In 1982 Springhill Community House opened the education floor in the Mill. Noelle Ryan, Elsie Best and other amazing women played pivotal leadership roles. Making it habitable and usable took a great deal of effort. Halla na Saoirse (Freedom Hall) was frequently used for the staging of plays written by local people, including Fr Des. It was also used for debates, conferences, and occasionally for press conferences by Sinn Féin. Some of the most important press conferences during the early days of the peace process were held there.
A crèche was established and staffed by ACE (Action for Community Employment) workers and teachers and tutors were provided by the Workers Educational Association (W.E.A.) and the Ulster Peoples College.
Regrettably Conway Mill became a target for the British state. After the Mill hosted a community led public enquiry into the killing of a young man, John Downes, by a plastic bullet fired by the RUC in August 1984 the Mill was targeted for political vetting and the crèche lost its funding and workers.
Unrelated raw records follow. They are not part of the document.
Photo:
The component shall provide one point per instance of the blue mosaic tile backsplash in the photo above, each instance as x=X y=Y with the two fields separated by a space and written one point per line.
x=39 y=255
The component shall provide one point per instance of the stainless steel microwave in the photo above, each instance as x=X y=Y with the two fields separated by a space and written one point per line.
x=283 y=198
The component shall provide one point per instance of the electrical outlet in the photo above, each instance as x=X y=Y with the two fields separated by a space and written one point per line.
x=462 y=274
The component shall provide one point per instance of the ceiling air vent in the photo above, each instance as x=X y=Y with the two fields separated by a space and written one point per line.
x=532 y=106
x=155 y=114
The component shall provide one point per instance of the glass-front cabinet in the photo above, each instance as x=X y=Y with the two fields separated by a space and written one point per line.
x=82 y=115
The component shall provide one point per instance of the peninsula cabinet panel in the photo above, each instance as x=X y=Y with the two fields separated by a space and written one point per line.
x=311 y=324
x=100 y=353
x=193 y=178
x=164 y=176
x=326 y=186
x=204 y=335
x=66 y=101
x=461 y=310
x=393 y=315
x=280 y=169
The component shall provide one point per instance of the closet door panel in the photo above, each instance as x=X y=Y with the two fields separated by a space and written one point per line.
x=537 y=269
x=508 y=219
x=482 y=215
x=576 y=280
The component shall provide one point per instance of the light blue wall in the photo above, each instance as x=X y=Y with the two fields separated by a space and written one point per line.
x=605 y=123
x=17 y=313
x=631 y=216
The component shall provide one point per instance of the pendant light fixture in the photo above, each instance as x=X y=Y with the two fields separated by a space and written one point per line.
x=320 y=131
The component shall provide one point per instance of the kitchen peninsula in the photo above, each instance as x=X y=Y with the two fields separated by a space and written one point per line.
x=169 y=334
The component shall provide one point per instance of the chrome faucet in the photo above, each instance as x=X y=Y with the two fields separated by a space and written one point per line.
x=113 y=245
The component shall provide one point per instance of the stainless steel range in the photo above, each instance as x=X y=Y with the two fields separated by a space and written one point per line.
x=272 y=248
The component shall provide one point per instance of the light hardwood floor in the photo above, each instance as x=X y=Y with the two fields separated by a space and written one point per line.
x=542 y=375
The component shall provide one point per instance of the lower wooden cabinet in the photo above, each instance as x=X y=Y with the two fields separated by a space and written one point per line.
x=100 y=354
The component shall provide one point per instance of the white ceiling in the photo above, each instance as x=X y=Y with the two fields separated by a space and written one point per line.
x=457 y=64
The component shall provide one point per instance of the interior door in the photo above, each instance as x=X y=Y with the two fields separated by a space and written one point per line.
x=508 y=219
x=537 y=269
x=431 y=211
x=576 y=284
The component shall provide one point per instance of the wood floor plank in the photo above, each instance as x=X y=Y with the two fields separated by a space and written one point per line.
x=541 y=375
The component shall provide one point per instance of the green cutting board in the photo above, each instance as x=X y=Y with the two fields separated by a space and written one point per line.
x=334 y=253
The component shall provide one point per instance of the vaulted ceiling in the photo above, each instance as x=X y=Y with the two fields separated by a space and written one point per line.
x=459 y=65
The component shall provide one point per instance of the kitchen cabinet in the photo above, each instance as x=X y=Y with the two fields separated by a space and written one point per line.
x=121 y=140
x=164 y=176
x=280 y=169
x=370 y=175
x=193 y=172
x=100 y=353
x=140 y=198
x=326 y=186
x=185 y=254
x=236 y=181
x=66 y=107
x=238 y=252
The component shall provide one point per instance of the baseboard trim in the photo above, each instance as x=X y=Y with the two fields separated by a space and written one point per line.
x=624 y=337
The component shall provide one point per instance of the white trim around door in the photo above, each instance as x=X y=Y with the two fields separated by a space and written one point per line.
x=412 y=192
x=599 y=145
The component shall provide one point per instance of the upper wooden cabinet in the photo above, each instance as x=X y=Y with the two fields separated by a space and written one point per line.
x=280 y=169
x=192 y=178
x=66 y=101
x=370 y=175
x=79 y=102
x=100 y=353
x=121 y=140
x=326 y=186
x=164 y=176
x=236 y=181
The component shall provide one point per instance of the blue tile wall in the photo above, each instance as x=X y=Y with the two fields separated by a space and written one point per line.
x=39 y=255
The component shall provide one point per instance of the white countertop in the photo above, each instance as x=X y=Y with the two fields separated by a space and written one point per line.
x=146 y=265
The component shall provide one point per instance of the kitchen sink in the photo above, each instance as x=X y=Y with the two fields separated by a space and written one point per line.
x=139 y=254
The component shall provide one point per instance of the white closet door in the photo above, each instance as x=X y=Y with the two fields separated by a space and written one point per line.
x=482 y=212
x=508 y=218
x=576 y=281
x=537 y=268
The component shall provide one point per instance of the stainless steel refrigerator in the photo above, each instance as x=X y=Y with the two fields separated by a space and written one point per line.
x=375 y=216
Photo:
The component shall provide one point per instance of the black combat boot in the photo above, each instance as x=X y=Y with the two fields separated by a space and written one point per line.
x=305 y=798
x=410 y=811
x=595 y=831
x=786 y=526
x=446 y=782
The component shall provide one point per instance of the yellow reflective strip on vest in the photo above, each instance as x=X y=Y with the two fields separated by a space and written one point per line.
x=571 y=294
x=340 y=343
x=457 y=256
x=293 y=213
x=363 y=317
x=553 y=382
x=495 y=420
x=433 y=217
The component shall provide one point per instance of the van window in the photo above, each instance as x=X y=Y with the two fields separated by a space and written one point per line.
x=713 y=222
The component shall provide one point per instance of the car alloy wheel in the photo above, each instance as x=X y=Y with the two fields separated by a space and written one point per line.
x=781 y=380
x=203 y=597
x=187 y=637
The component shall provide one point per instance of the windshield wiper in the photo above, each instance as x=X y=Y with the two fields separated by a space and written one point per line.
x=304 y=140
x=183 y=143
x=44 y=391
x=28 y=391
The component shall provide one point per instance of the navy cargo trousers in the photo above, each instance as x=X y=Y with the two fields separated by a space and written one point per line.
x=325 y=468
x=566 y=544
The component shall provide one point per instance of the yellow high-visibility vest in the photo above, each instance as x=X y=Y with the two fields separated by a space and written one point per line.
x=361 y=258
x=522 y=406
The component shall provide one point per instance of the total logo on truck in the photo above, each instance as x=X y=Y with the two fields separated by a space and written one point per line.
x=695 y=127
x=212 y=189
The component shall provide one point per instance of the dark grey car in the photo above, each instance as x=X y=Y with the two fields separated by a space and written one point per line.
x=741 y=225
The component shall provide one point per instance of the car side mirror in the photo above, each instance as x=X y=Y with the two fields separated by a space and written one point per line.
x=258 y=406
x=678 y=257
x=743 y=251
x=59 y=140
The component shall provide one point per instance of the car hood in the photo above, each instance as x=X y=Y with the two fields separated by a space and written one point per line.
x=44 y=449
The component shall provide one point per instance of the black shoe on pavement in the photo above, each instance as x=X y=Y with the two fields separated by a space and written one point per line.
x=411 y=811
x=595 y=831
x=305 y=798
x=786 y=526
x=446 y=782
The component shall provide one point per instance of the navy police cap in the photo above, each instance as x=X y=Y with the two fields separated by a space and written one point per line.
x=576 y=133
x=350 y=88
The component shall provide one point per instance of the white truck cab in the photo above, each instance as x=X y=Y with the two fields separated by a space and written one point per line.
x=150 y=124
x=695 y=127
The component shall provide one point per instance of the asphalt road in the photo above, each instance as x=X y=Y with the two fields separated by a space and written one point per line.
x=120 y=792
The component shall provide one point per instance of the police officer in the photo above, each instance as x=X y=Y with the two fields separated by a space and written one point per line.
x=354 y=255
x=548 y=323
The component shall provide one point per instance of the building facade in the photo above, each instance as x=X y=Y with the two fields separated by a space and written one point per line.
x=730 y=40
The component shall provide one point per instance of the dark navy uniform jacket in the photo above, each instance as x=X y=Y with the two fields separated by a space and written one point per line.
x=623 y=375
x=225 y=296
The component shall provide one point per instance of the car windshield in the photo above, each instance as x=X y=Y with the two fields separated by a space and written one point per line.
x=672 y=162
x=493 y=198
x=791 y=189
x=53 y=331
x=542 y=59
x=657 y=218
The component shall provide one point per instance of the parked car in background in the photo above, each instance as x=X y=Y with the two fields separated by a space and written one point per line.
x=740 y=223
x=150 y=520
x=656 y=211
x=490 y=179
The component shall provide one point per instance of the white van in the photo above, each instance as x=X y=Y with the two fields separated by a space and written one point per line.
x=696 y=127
Businesses and community organisations were told that they would be refused funding if they moved into the Mill.
However the management refused to be coerced or intimidated and continued to fundraise and to develop the Mill. In this they were enormously helped by friends in the USA.
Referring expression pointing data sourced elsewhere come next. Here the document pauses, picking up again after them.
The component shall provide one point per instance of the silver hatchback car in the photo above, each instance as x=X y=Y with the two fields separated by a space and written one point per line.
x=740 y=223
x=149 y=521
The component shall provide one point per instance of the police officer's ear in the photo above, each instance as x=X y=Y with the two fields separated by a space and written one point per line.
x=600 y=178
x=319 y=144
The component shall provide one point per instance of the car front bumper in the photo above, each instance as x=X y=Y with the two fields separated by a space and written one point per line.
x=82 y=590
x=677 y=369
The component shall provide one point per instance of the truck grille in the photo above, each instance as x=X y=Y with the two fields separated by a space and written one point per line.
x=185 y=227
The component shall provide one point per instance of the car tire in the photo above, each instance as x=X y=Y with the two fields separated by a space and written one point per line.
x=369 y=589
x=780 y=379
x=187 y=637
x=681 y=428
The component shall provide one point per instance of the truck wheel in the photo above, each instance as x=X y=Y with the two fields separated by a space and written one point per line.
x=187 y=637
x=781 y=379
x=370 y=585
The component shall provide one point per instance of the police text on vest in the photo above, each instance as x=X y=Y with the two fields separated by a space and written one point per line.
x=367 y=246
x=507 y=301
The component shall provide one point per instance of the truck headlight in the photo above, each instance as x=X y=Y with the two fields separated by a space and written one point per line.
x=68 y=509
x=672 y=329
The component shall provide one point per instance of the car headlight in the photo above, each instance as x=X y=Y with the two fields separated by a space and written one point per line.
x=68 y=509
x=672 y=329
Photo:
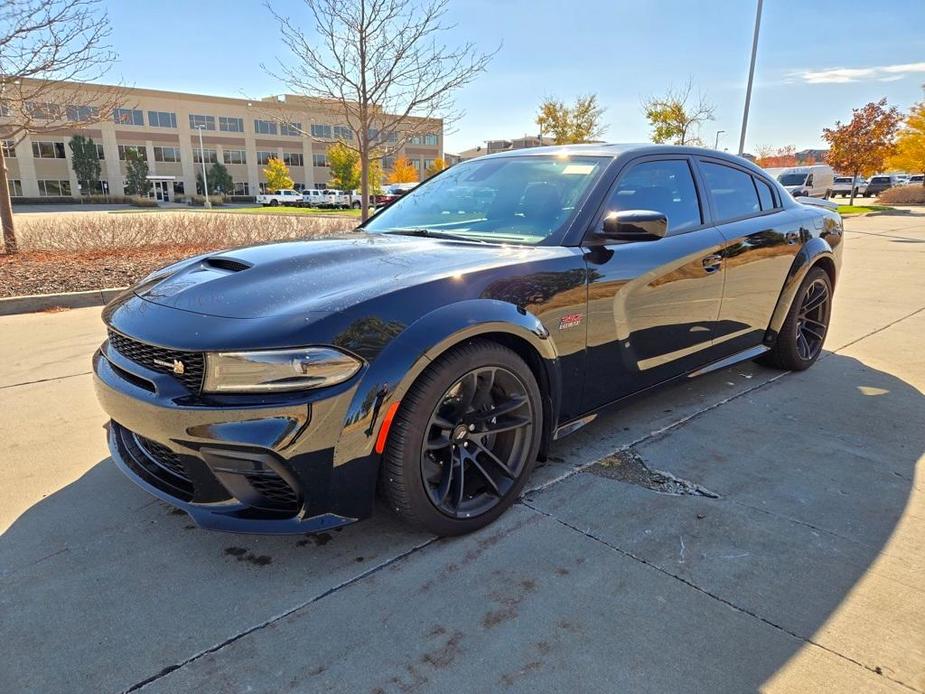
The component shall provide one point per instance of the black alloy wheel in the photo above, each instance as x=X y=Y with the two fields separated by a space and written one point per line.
x=799 y=342
x=813 y=319
x=477 y=442
x=464 y=440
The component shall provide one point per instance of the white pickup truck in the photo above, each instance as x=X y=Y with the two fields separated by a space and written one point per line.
x=274 y=198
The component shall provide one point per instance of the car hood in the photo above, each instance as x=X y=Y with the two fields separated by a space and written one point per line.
x=317 y=276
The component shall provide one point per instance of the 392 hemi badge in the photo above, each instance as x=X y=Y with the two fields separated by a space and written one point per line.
x=570 y=320
x=176 y=365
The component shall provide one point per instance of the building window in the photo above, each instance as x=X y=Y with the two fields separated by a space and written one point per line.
x=265 y=127
x=162 y=119
x=235 y=156
x=50 y=188
x=231 y=125
x=42 y=110
x=209 y=154
x=207 y=122
x=137 y=149
x=127 y=116
x=82 y=113
x=48 y=150
x=167 y=154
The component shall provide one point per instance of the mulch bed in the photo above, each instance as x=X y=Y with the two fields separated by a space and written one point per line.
x=43 y=272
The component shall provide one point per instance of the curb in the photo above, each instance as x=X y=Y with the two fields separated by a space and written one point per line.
x=41 y=302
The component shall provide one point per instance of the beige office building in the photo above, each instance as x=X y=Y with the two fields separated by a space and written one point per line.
x=163 y=127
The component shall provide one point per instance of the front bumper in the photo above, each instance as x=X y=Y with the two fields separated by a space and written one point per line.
x=243 y=464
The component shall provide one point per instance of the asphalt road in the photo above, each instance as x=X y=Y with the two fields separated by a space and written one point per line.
x=794 y=559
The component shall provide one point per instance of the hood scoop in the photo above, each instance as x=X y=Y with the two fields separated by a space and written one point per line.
x=227 y=264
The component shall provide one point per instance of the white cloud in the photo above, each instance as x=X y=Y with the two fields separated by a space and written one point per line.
x=842 y=75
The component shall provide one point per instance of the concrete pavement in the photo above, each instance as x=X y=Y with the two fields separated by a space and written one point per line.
x=804 y=570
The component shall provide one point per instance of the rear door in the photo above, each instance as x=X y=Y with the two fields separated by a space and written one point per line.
x=761 y=239
x=651 y=304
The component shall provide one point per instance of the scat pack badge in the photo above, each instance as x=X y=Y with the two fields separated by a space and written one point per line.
x=571 y=320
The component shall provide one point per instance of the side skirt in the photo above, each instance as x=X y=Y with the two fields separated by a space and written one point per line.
x=576 y=424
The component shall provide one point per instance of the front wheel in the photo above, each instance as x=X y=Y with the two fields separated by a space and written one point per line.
x=464 y=440
x=803 y=333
Following the West Belfast and Greater Shankill Task Force report the Mill received substantial funding for regeneration, including from the Office of First and Deputy First Minister.
The official opening of the refurbished Conway Mill in November 2010 was a victory for the determination, vision and courage of that first Management Committee in the difficult years of the 1980’s and all of those who have taken up that task since then.
Along the way, we have lost some who were with us at the start. We are deeply indebted to them all. The story of Conway Mill is the story of this community and of the great sense of solidarity and never giving up that exists in west Belfast. So, well done to all of you who are celebrating 40 years of Conway Mill.